Fatigue is a frequent complaint. When does it represent a potentially serious underlying condition? As with any vague complaint, it often helps to categorize various types to assist in sorting out the underlying cause. The first category is “physiologic fatigue.” It is the most common type. It is simply doing too much and not getting enough rest. If I talk to a single mom with kids or someone else who works two jobs, the cause of their fatigue is quite likely sleep deprivation. There is no energy drink, supplement, or other intervention that will replace sleep. Most people need 7-9 hours per night to feel well and function normally. To screen for this, I simply ask “How much sleep are you getting?”
The second category is “psychogenic fatigue” when for a wide variety of reasons, a person feels tired despite getting a reasonable amount of sleep. The primary “tip off” for this category is waking up feeling tired and not refreshed. The problem can be stress, seasonal changes, depression, or unresolved interpersonal conflicts. As these issues are addressed, the energy generally returns to baseline.

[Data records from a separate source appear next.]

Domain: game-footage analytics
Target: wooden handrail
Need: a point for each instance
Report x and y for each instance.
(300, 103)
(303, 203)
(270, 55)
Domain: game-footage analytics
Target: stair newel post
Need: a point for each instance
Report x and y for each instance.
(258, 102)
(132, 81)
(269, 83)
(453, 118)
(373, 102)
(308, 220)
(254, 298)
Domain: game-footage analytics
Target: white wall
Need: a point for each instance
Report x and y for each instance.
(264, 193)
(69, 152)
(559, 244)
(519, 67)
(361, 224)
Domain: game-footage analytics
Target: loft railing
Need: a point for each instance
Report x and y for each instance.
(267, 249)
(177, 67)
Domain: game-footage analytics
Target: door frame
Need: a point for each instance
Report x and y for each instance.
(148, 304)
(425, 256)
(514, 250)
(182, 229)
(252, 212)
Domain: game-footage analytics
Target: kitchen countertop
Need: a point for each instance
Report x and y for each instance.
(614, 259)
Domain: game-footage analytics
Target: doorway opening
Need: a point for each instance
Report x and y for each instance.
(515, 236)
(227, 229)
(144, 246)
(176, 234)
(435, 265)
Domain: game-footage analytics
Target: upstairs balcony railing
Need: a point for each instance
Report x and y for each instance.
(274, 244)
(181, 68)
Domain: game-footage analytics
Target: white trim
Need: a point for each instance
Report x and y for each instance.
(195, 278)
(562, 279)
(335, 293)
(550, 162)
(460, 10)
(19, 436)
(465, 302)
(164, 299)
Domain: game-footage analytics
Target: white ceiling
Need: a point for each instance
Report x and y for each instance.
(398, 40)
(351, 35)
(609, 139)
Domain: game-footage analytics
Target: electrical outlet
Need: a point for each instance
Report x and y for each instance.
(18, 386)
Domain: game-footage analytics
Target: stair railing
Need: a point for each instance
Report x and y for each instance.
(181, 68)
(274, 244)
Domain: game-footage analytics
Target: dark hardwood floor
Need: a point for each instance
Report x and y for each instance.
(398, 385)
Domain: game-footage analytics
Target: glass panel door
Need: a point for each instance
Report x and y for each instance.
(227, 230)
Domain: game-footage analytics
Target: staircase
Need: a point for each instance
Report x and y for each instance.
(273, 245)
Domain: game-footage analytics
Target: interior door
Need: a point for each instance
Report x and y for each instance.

The third category is the most well-known and frequently investigated cause of fatigue, and I refer to it as “pathologic fatigue.” There are a wide variety of medical conditions that have fatigue as a common complaint. Obstructive sleep apnea, hypothyroidism, uncontrolled diabetes, congestive heart failure, chronic liver or kidney disease, and anemia just to name a few. Most individuals in this category are getting enough sleep so that they should feel rested and better upon awakening, but they have poor stamina or fatigue worsening as the day progresses and often exhibit additional symptoms to suggest a particular cause.
I find it helpful to think of fatigue along these three lines and hope it might help you. If in doubt, take a nap. “Resting” is doing something, something essential.